News & Commentary

June 1, 2023

Maddie Chang

Maddie Chang is a student at Harvard Law School.

In today’s Tech@Work, a helpline fired its workers after they unionized and then introduced a chatbot in their stead (which promptly malfunctioned), and Uber drivers in Nigeria who have financed their cars through Uber’s financing partner are having their cars impounded. 

Shortly after workers at the National Eating Disorders Association (NEDA) hotline formed a union, the organization fired the workers and introduced a chatbot as an alternative to the helpline service. In the last year, the helpline, which was staffed by six permanent staff and 200 volunteers, provided services to 70,000 people last year through calls, text, and chat. The staff filed for an election with the national National Labor Relations Board back in March because of shortages, training, and advancement issues. After successful election results were certified, the NEDA fired the staff and introduced a wellness chatbot named “Tessa” as an alternative means of providing support. The union told Vice: “A chat bot is no substitute for human empathy, and we believe this decision will cause irreparable harm to the eating disorders community.” NEDA clarified that the chatbot is a rule-based chatbot and not powered by ChatGPT, and that the chatbot is not a replacement of the hotline but rather “a completely different program offering.” 

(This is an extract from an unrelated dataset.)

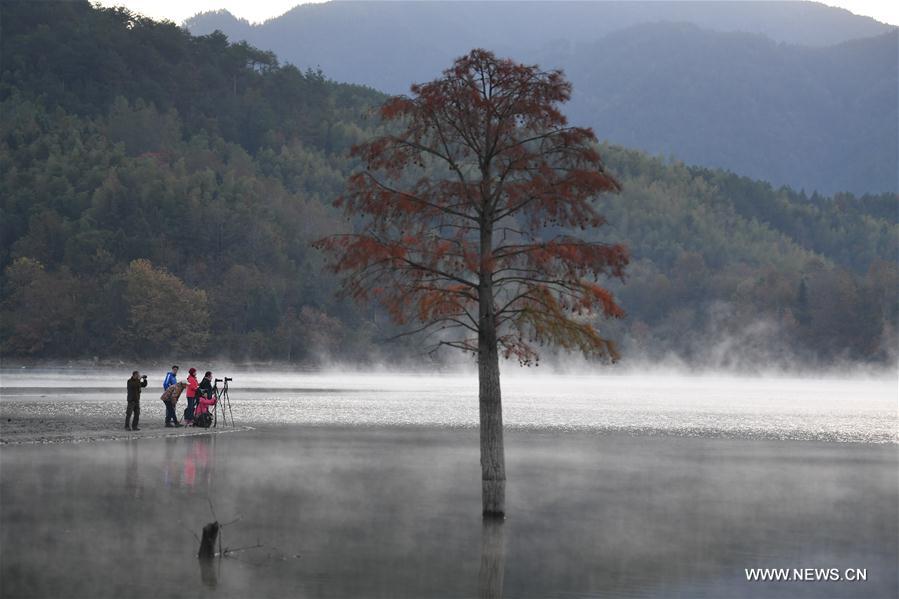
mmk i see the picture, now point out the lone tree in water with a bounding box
[316,49,628,517]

According to the the Daily Dot, after the chatbot went live, advocates from the community began testing its functionality and found that it provided harmful and inaccurate advice. NEDA told the Daily Dot that it has temporarily taken down the program until it can fix the “bug.”

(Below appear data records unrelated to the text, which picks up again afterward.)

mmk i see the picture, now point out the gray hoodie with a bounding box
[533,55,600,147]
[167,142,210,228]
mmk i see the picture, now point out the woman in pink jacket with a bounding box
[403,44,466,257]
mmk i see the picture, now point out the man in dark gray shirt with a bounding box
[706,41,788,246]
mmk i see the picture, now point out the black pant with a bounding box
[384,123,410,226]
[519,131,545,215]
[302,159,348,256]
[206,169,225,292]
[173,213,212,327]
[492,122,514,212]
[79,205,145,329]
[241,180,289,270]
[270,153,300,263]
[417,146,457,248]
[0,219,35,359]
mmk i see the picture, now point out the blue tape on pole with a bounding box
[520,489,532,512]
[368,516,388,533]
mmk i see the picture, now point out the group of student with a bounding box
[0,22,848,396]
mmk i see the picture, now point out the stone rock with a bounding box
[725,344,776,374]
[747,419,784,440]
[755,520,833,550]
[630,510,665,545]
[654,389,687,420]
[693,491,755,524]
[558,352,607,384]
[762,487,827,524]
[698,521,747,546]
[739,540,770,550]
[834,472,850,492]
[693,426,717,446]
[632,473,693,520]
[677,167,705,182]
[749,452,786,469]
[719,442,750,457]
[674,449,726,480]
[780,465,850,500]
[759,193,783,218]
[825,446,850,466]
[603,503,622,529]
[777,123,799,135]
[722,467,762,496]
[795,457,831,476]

As covered in Rest of World, Uber drivers in Nigeria who use the company’s car financing partner called Moove are raising issues around unfair working arrangements. Moove, Uber’s official vehicle financing program in Nigeria, allows drivers to buy vehicles with zero down payment and takes installments directly from Uber wages. Drivers who financed their cars through Moove went on strike in February in protest against Moove’s increased monthly payments and conditions that required drivers to work 12 hours per day, complete 12 rides per day, and drive for 6 days a week. The strike ended when Moove agreed to cut hours to 10 hours per day. But as reported in Rest of World, the company has not delivered on promises to provide auto, health, and life insurance or to do car maintenance. Drivers have said that they are not able to earn enough through the app to meet the installment requirements plus maintain the vehicles. This has led drivers to having their cars impounded and seized.